A record 50 percent of the UK's electricity was generated from renewables and other low carbon energy sources in the third quarter of 2016. That's up from 45.3 percent the year prior, a milestone fuelled by a sizeable increase in wind, solar and nuclear energy. A neat quarter came from renewables, including hydroelectric, while the other 25 percent was sourced from nuclear reactors. According to the UK government, the growth in green energy can be attributed, at least in part, to "improved weather conditions" across the UK, including higher wind speeds, increased rainfall and longer stretches of sunlight (though I don't remember that last one happening).

The rise in green energy production was mirrored by a drop off in coal production, as the UK government seeks to abandon the source entirely by 2025. Longannet power station, located in Scotland's Fife county, closed in March. Ferrybridge C power station, based in West Yorkshire, shut down a few days later after 50 years of operation. Only nine coal-fired power stations are now generating electricity. The shift is important if the UK is to meet its 2020 renewable energy targets. Ministers on the Energy and Climate Change Committee (ECC) warned the government in September that it's likely to miss its goal "without major policy improvements."
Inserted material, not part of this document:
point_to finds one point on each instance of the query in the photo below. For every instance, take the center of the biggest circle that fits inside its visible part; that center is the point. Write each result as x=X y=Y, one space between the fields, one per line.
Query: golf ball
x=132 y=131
There are fears that the solar surge will soon dry up, too. The government slashed its payback scheme for feeding electricity back into the grid by 65 percent in late 2015 (the original plan was to cut it by 87 percent). The move "shattered" confidence in the sector and triggered a wave of job losses, according to Greenpeace. Solar advocates are now criticising a proposed tax change for commercial rooftop solar installations. It would affect hospitals, schools and small businesses, increasing their taxes by six or eight times. "In some cases, it would actually send installations into negative returns," Paul Barwell, CEO of the Solar Trade Association said.

Still, the UK seems to be moving in the right direction. An offshore kite farm (yes, kites) is being planned for Scotland, capable of generating "several hundred megawatts" by 2025. Two of the world's largest offshore wind farms, near Cumbria and Grimsby, are also in the works. Should they go ahead, Britain's dependency on fossil fuels will fall even further.